Windows 10: Side effects of releasing/renewing IP addresses?
You've apparently missed the point of my posting. I'm not blaming Microsoft of anything. I'm not blaming the security software of anything, either. And I don't have the problem I mentioned or I'd do some experimenting myself.
I saw the report of a problem that didn't make any sense, realized I didn't know what ipconfig /release and /renew actually do, and wanted to undo that ignorance. I've now done some experimentation, gained a little knowledge, and found that my ignorance was even greater than I supposed.
The /release does have a significant side effect. Since it releases the IPv4 addrs (including default gateway and DNS servers) it obviously isolates the PC from the (IPv4) network. Windows reverts to Automatic Private IP Addressing (APIPA) and gives the adapter an addr in the APIPA range - 169.254.0.1 - 169.254.255.254. So even if the PC could communicate with the router it would no longer be on the router's subnet. This all goes back to normal with the /renew. (I expected Windows to start using a "public" network profile, but it does not.)
The IPv6 addrs were not effected by any of this. Surprisingly, they were also not effected by /release6, but ISATAP tunneling shut down. Ipconfig /renew6 hung for a long time, and didn't seem to do anything except find an IPv6 DNS server ... and caused a complaint from the Teredo tunneling service.
This probably makes sence to someone that really understands IPv6, but that's not me.
Thank you. Our postings overlapped. I believe the DHCP server in my router reserves the IP addrs for (at least) the length of their lease - 24 hours. So if I disconnect and reconnect within 24 hours it will give the same address.
Normally there should be no ill effects from releasing and renewing an IP address. Network communication is inherently unreliable and properly designed software will handle any temporary disruptions this may cause.
Retired from the grind
Again the only one missing the point here is you. So what is this widely known Security Software, that there are only about 20 or so different Security suites out there and none of them have anything to do with Windows, same as Windows has nothing to do with them. Also a 169 IP just means that the Ethernet NIC did not get a real IP and still has nothing to do with Windows or some unclaimed Security software.

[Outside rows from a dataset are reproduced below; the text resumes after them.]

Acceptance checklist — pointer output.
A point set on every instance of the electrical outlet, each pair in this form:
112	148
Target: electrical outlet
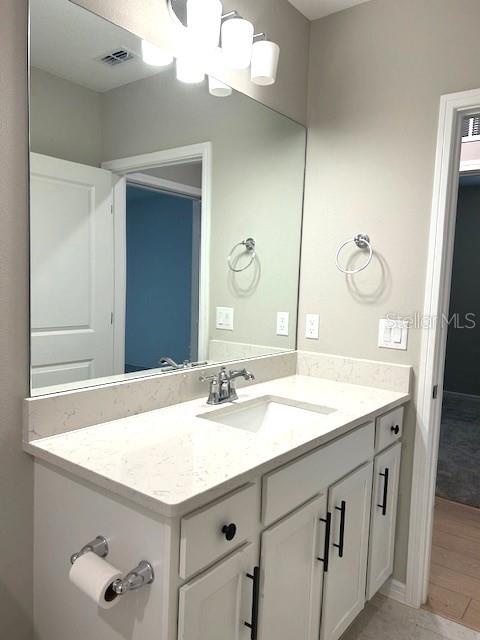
312	325
224	318
282	323
393	334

The fact remains that you are being so cryptic about your original post, we can all take it that you just wanted to raise your post count for no reason at all.
Retired from the grind
All modern day Gateways reserve a lease up to 24 hours, unless your either do a hard reset or reboot it. Some even go as far as reserving them longer if the MAC ID of the device matches a IP in IPTables that was used up to 30 days prior.